There was another hesitation, then he said, “I don’t think so.”
Ashley was about to try again, but then she realized he had hung up.
She cursed, “You goddamn son of a bitch!” then redialed his number.
“Want to try again?” he answered this time.
She took a deep breath.
“All right,” Ashley said stiffly, “if you won’t make this easy, I guess we can do it the tough way.”
She heard him laugh, but he did not say anything.
“Okay, meet me for lunch.”
“Where?” he asked abruptly.
For an instant she scrambled about, trying to think of the right place. It had to be someplace familiar, someplace public, someplace where she was known and he wasn’t, somewhere she was likely to be surrounded by allies. All this would give her the necessary gumption to turn him off once and forever, she thought.
“The restaurant at the art museum,” she said. “One this afternoon. Okay?”
She could sense him grinning on the other end of the line. It made her shiver, as if a cold breath of air had seeped through a crack in the window frame. The arrangements must have been acceptable, Ashley realized, because he had hung up.

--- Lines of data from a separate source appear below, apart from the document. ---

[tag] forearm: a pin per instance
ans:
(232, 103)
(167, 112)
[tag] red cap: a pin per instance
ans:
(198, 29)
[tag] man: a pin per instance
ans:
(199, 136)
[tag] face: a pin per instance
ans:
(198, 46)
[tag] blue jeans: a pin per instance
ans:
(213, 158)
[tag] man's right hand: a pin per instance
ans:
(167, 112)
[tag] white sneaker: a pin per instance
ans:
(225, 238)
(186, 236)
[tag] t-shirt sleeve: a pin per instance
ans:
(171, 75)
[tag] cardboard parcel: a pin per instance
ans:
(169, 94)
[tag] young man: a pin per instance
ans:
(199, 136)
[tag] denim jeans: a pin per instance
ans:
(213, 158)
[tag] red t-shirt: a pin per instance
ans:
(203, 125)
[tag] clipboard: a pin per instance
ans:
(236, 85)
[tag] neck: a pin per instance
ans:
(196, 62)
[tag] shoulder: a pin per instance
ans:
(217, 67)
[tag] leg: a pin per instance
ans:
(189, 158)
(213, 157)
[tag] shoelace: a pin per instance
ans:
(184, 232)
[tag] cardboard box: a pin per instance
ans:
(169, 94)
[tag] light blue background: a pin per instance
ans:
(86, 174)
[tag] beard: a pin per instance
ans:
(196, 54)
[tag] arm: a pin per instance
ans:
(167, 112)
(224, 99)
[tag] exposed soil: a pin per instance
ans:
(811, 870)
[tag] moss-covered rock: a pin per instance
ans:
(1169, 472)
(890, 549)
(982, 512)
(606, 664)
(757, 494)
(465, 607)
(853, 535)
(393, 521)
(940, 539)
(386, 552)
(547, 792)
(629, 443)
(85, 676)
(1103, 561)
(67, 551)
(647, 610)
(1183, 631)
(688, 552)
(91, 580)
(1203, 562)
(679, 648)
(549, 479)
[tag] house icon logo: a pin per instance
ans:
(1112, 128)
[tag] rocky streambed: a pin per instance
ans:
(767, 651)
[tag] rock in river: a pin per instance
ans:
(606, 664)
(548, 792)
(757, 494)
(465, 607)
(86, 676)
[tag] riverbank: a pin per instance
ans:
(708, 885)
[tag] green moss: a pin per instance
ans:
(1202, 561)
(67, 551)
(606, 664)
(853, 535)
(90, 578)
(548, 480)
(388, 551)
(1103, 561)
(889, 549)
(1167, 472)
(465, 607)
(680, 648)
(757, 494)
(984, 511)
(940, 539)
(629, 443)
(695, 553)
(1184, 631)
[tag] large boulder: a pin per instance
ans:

“So I suppose,” I said, “in a way this is all about recognition. Everyone needed to see what was happening.”
“Yes,” she replied. “Easy to say. Hard to do.”
“Is it?”
“Yes. You know we like to presume that we can recognize danger when it appears on the horizon. Anyone can avoid the danger that has bells, whistles, red lights, and sirens attached to it. It’s much harder when you don’t exactly know what you’re dealing with.”
She thought for a moment, while I remained quiet. She was drinking iced tea and lifted the glass to her lips.
“Ashley knew.”
Again she shook her head. “No. She was scared, true. But just as much as she was frightened, she was annoyed, which truly hid the desperate nature of her situation. And, in reality, what did she know about Michael O’Connell? Not much. Not nearly as much as he knew about her. Curiously, although at a distance, Scott was closer to understanding the real nature of what they were up against, because he was operating far more out of instinct, especially at the beginning.”
“And Sally? And her partner, Hope?”
“They were still outside fear. Not for much longer, though.”
“And O’Connell?”
She hesitated. “They couldn’t see. Not yet, at least.”
“See what?”
“That he was beginning to truly enjoy himself.”